Several hours later, a man turned himself in to Ottawa police; officers seized the brown van parked outside his house.

It's not clear yet how the accident happened: the sun was up, the pavement was dry, the bike lane clearly marked on the four-lane road. But not far from an intersection, the van struck with such force that all five cyclists were thrown from their bikes and knocked out. An off-duty city bylaw officer who saw the accident called 911. By the time the first ambulance arrived less than five minutes later, only two of the cyclists had regained consciousness.

Cathy Anderson, 45, who likes to wear her red hair in pigtails when she rides and works for a communications company, was the last in the line. As she would later explain to Dr. Hakim while doctors treated her shattered arm, she remembers only being "hit by something, and going flying."
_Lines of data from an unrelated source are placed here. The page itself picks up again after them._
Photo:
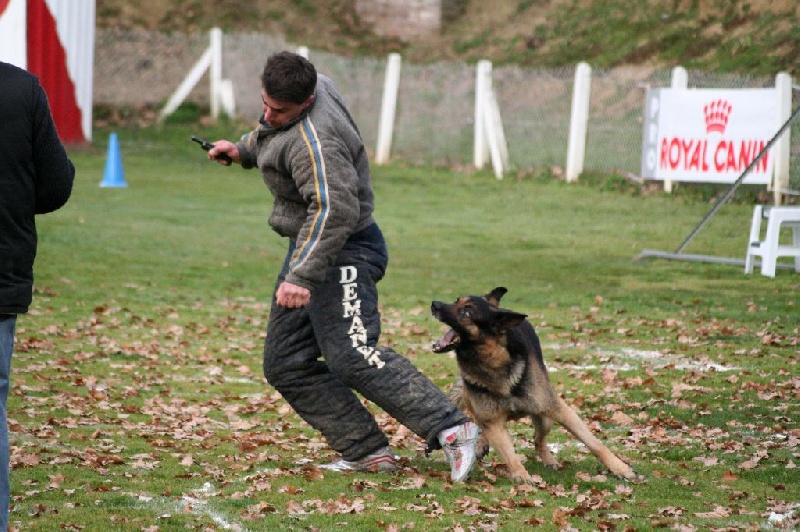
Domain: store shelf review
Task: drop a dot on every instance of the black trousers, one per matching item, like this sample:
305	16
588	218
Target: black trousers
318	355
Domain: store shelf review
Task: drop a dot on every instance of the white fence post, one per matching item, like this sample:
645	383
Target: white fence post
221	90
680	80
781	151
215	71
578	121
489	135
391	86
483	73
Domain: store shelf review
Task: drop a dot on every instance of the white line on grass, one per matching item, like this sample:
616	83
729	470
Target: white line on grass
628	359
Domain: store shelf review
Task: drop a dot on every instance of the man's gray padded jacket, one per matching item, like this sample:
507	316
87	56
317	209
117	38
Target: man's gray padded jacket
318	172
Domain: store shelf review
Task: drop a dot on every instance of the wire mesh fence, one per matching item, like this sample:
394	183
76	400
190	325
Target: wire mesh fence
435	107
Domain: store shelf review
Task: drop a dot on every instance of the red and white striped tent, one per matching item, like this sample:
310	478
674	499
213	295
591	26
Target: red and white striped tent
54	39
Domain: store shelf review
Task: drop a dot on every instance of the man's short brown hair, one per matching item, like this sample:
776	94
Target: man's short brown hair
289	77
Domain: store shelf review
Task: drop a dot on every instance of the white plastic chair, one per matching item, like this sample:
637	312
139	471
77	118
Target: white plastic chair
770	248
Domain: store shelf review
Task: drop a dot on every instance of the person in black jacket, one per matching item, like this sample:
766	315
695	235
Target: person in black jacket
36	177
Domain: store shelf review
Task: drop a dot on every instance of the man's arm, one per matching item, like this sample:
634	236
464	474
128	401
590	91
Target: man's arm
55	173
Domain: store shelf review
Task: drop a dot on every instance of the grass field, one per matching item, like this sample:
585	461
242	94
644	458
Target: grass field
138	401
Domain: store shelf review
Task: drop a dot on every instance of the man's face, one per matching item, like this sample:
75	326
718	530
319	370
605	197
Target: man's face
277	114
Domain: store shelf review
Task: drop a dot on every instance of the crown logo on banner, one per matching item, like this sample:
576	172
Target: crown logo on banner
716	115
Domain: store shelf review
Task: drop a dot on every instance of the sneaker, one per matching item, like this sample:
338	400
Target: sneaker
459	445
381	460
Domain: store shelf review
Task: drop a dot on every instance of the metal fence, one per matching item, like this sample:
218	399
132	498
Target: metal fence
435	107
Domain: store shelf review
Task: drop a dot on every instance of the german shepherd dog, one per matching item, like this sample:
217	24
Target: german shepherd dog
502	377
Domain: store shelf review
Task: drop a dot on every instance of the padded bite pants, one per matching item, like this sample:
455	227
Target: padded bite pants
317	355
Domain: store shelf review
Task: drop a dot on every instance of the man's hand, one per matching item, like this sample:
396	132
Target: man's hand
226	147
292	296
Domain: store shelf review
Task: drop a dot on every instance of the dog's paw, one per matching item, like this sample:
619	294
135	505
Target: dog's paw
482	451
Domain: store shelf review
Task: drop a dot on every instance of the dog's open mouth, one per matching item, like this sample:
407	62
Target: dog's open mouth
446	343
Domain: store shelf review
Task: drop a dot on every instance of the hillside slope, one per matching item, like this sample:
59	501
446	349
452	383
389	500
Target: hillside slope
756	37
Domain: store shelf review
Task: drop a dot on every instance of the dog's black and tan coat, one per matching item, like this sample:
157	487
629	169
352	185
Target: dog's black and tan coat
503	377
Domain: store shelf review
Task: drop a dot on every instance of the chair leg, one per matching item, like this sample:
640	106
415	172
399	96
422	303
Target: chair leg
755	235
796	243
769	252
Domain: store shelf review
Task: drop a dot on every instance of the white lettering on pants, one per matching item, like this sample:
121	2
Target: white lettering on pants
351	307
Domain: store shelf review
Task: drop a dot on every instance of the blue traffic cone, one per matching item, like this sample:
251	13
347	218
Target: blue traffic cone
114	175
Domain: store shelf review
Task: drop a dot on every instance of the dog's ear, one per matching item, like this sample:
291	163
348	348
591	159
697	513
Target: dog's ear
495	295
505	319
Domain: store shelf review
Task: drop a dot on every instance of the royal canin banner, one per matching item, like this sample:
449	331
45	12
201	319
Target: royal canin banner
708	135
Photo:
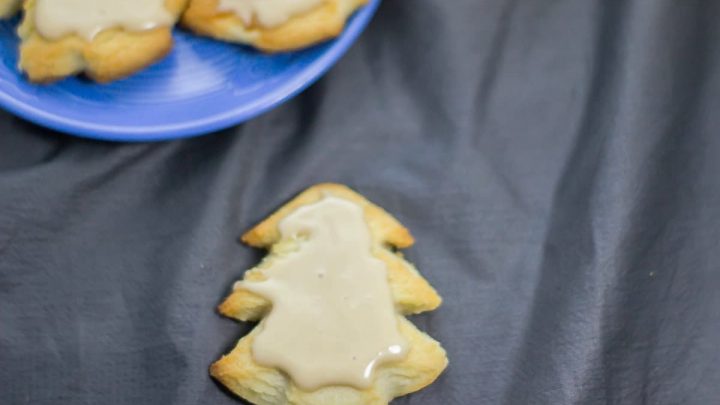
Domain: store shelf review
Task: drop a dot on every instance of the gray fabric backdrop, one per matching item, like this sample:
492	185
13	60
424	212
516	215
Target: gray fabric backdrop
558	162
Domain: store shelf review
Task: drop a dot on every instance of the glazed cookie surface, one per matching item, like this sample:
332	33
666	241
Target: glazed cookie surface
108	41
321	379
270	25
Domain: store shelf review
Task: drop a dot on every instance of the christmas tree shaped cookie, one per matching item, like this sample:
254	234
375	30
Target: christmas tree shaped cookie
270	25
331	299
105	39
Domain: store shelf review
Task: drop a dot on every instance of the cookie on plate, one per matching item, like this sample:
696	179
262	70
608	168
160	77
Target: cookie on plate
270	25
8	8
331	299
105	39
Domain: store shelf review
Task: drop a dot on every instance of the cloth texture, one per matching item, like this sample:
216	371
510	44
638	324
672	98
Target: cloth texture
557	161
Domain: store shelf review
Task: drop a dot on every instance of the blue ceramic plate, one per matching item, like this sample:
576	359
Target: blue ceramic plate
202	86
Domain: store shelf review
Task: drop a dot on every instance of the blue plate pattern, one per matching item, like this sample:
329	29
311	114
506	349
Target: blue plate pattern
202	86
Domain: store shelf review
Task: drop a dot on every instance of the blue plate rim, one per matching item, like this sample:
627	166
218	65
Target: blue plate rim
290	89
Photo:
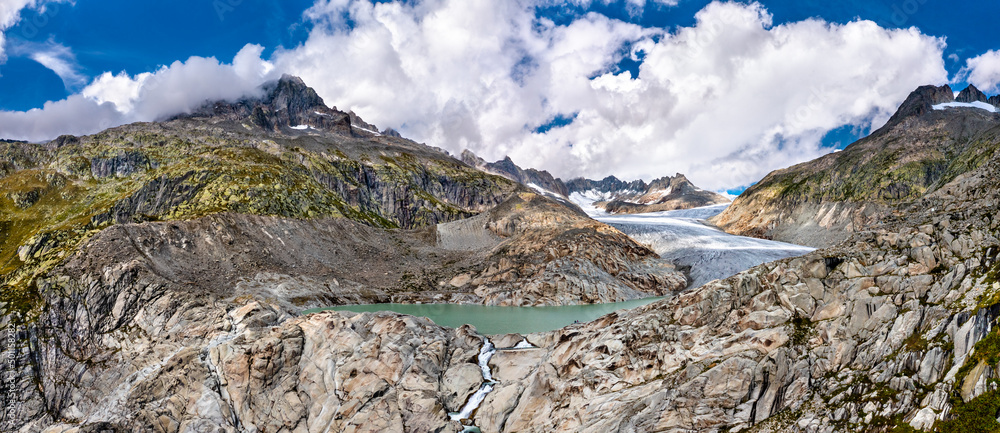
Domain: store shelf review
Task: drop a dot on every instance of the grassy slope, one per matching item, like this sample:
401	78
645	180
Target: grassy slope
50	199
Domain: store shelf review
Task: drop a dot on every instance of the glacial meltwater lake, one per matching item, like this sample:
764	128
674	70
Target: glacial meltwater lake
682	237
492	320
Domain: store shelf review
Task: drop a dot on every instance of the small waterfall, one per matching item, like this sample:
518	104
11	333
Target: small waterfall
485	353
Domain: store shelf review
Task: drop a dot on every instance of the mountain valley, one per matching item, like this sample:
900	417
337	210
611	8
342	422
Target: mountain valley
155	275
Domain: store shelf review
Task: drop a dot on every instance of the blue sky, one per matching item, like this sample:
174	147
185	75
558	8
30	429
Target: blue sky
90	38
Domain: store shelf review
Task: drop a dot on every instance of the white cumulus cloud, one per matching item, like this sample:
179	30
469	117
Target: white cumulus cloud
983	71
112	100
56	57
724	101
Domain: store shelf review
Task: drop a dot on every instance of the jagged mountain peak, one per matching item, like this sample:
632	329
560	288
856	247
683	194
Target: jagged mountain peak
922	100
971	94
286	105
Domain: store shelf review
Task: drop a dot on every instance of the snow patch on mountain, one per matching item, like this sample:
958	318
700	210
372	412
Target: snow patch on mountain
976	104
684	238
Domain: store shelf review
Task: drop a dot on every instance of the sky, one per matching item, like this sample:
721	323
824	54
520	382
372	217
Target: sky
723	92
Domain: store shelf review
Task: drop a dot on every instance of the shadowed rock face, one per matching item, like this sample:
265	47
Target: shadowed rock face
875	332
285	103
971	94
820	202
189	322
508	169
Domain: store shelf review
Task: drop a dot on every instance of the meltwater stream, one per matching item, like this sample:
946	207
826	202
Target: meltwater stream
681	237
485	353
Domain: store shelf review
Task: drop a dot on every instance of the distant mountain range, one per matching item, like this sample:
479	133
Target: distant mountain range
610	194
933	137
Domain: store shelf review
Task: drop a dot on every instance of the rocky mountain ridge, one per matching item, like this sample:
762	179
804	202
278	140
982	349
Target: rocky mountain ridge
610	194
819	203
892	330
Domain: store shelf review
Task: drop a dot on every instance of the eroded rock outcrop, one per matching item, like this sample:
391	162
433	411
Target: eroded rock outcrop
821	202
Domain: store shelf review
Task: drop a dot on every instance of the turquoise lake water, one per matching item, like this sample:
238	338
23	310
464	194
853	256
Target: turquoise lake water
499	320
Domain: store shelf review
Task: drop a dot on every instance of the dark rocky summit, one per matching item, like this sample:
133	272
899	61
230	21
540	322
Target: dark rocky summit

Ms. Anderson heard Hilary McNamee, a 30-year-old social worker, screaming, but only silence from the three men, including Ms. Anderson's boyfriend, Rob Wein, who'd been riding second from the front. "The next thing she remembers was a paramedic there."

Their injuries were severe. Rob Harland, 45, an IT worker who was leading the group as he always like to at the beginning of the ride, had a broken leg and spinal injury.

Ms. McNamee had a crushed vertebrae and was having trouble breathing on her own at the scene, but after arriving at hospital, Dr. Hakim said, her condition was more stable, and by the afternoon, she could move her hands and feet.

Mark White, a 33-year-old who also works for an IT company, was cut and bruised, with a suspected head trauma.

Most serious among them was Mr. Wein, a 35-year-old civil servant with two young children, who was quickly rushed into surgery with serious internal injuries and bleeding in his brain. By evening, Dr. Hakim said, he was out of surgery but being kept sedated.

"They are my best friends," Dr. Hakim, 29, said from the hospital yesterday. "They were my Sunday."

They met at an intensive workout "boot camp" called Soldiers of Fitness, and started training more regularly with each other this summer. Every Sunday, they biked about 150 kilometres - yesterday morning, they were bound for Pakenham, a village about 50 kilometres west of Ottawa, with a planned breakfast stop en route.

As cyclists they took every precaution. All of them were wearing helmets. Mr. Wein and Ms. Anderson had driven the route the day before to make sure there weren't any unexpected obstacles. They always checked the weather and the direction of the wind, Dr. Hakim said, and travelled in careful formation, one behind the other. If someone fell behind, they waited for them to catch up.

"We are always very safety-conscious," Dr. Hakim said, preparing to spend the night at the hospital. "I mean Cathy stops at every stop sign, even if there is no car anywhere in the vicinity. We could be in the middle of nowhere, and she stops."